When trading the Forex market, the economic calendar plays a vital role in deciding immediate trading strategies based on world economic events. These events and news releases can be categorized as having a high impact, medium impact, low impact or no impact. Each event type has a different level of influence on the markets, and traders can filter which events they deem most relevant. Here is a look at the strategy of focusing on high-impact events.

Why high-impact events?

The key reason for focusing on high-impact events is that they affect a large volume on the market and thus have a larger influence on the levels of market volatility. As a result, high-impact events create a greater movement in the market than low-impact events do. The strategy of trading the news follows the idea of high-volume and high-volatility trading, which provides more opportunities for increased profits when done correctly. By analyzing economic events and playing the market correctly during these unstable conditions, traders can make increased gains. If you were to focus on low-impact events, you would not be able to take advantage of a high-volume, high-volatility situation.

The effect of high-impact events on price action

When comparing the price action during a high-impact event versus the price action surrounding a low-impact event, significant differences can be seen. You can monitor these comparisons by going into an online economic calendar on any forex trading platform or broker website. Choose two events from the same day, one with a high impact and one with a low impact. Be sure that your economic calendar time is aligned with that of the platform.

An example of this procedure could be a high-impact event like non-farm payroll and a low-impact event like the monetary base year-on-year release for the Japanese Yen. The price action for the non-farm payroll will be tracked using the EUR/USD currency pair, and the monetary base y/y will be tracked with the EUR/JPY currency pair. If the monetary base y/y was released at 2:50am and non-farm payrolls were released at 15:30pm the next day, you would find these times on the individual charts and mark the releases in that time period.
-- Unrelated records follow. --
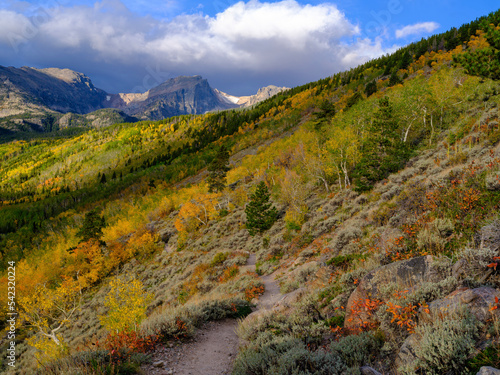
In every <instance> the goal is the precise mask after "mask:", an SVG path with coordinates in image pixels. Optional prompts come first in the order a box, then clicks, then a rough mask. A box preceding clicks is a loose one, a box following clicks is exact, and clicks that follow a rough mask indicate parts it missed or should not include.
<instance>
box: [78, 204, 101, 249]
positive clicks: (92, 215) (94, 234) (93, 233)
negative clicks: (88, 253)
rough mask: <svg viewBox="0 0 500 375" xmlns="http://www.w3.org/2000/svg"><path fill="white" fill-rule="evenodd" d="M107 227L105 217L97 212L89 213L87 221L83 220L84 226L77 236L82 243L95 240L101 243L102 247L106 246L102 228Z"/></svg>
mask: <svg viewBox="0 0 500 375" xmlns="http://www.w3.org/2000/svg"><path fill="white" fill-rule="evenodd" d="M105 226H106V221H105V220H104V217H103V216H99V214H98V213H97V211H96V210H92V211H89V212H87V213H86V214H85V219H84V220H83V225H82V227H81V228H80V230H79V231H78V233H77V234H76V235H77V236H78V237H80V238H81V240H80V242H86V241H88V240H90V239H95V240H97V241H99V242H100V243H101V244H102V245H105V243H103V241H101V238H102V236H103V233H102V228H104V227H105Z"/></svg>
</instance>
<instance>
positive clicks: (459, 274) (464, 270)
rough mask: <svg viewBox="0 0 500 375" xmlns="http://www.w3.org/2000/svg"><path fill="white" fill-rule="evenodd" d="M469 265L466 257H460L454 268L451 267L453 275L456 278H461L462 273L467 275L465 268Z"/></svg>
mask: <svg viewBox="0 0 500 375" xmlns="http://www.w3.org/2000/svg"><path fill="white" fill-rule="evenodd" d="M466 266H467V261H466V260H465V259H463V258H462V259H459V260H458V261H457V262H456V263H455V264H454V265H453V268H452V269H451V274H452V276H453V277H455V278H456V279H460V277H461V276H462V275H464V276H466V275H465V268H466Z"/></svg>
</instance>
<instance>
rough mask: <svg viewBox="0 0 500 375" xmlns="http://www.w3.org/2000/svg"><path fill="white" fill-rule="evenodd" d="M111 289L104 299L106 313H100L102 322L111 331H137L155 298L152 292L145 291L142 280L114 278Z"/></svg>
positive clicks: (108, 330)
mask: <svg viewBox="0 0 500 375" xmlns="http://www.w3.org/2000/svg"><path fill="white" fill-rule="evenodd" d="M110 287H111V289H110V291H109V293H108V294H107V296H106V299H105V301H104V306H106V307H107V309H108V312H107V314H106V315H100V316H99V320H100V322H101V324H102V325H103V326H104V328H106V329H107V330H108V331H109V332H111V333H116V334H118V333H120V332H131V331H137V327H138V326H139V324H140V323H141V322H142V321H143V320H144V318H146V309H147V307H148V305H149V304H150V303H151V301H152V300H153V295H152V293H146V292H145V291H144V285H143V284H142V282H141V281H140V280H136V279H132V280H122V279H119V278H114V279H112V280H111V282H110Z"/></svg>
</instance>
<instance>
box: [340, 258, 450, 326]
mask: <svg viewBox="0 0 500 375" xmlns="http://www.w3.org/2000/svg"><path fill="white" fill-rule="evenodd" d="M449 273H451V266H450V269H449V272H443V267H442V266H436V265H435V264H434V258H433V257H432V256H431V255H426V256H421V257H416V258H412V259H407V260H402V261H399V262H394V263H390V264H387V265H385V266H382V267H379V268H377V269H375V270H373V271H371V272H369V273H368V274H366V275H365V276H364V277H363V279H362V280H361V281H360V282H359V285H358V287H357V288H356V289H355V290H354V292H352V294H351V295H350V296H349V300H348V301H347V306H346V319H345V327H346V328H354V327H356V326H357V324H358V323H359V322H360V321H364V322H367V323H375V318H374V317H373V316H372V315H371V314H369V313H367V312H366V311H364V310H362V311H357V312H354V310H353V308H355V307H356V304H358V303H359V301H366V300H367V299H370V300H383V298H384V296H382V294H381V289H382V287H384V286H387V285H388V284H390V283H395V284H396V285H398V286H399V287H400V289H401V290H405V289H406V290H409V291H412V290H415V289H416V288H418V287H419V285H420V284H422V283H423V282H439V281H441V280H443V279H445V278H446V277H447V276H449ZM382 302H383V301H382Z"/></svg>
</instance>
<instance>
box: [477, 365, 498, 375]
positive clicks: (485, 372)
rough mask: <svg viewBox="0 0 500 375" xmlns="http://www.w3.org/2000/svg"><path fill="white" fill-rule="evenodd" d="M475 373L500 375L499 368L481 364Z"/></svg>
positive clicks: (487, 374)
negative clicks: (475, 372)
mask: <svg viewBox="0 0 500 375" xmlns="http://www.w3.org/2000/svg"><path fill="white" fill-rule="evenodd" d="M476 375H500V370H498V369H496V368H494V367H490V366H483V367H481V368H480V369H479V372H478V373H477V374H476Z"/></svg>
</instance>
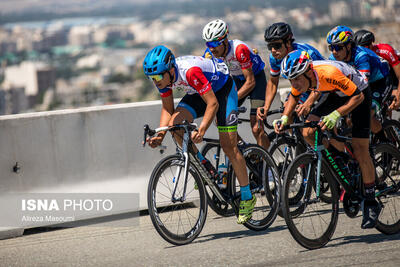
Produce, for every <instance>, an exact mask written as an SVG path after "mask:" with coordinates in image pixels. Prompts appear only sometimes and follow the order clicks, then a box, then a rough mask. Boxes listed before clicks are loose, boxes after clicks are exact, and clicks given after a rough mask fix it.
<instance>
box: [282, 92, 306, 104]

You would then be able to spot the patterns in the charts as the price action moves before and after the release of information.

In this example, the non-farm payrolls chart will have a higher range, while the monetary base y/y will have a lower range. This translates to a high pip range, say 100 pips for the high-impact release chart compared to 30 for the low-impact release chart.

This range difference is what makes a high-impact event so useful. A wider range produces more opportunities for high profits and gains. If you can monitor these news releases, your trades could be highly successful if done strategically according to the potential influence of the release on the market. By tracking the relevant releases for each day that apply to your currency pairs, you can recognize whether the release is likely to have a positive or negative effect. You can then place your trades accordingly.

The point of focusing on high-impact events is not predicting future market fluctuations. It is merely to understand which events will provide you with better opportunities for success. Once you are comfortable with recognizing these high-impact releases, you can plan your trades accordingly and cultivate more potential profits. It is important to remember that as with all strategies, this should be used together with other valuable trading techniques to improve your trades and propel success.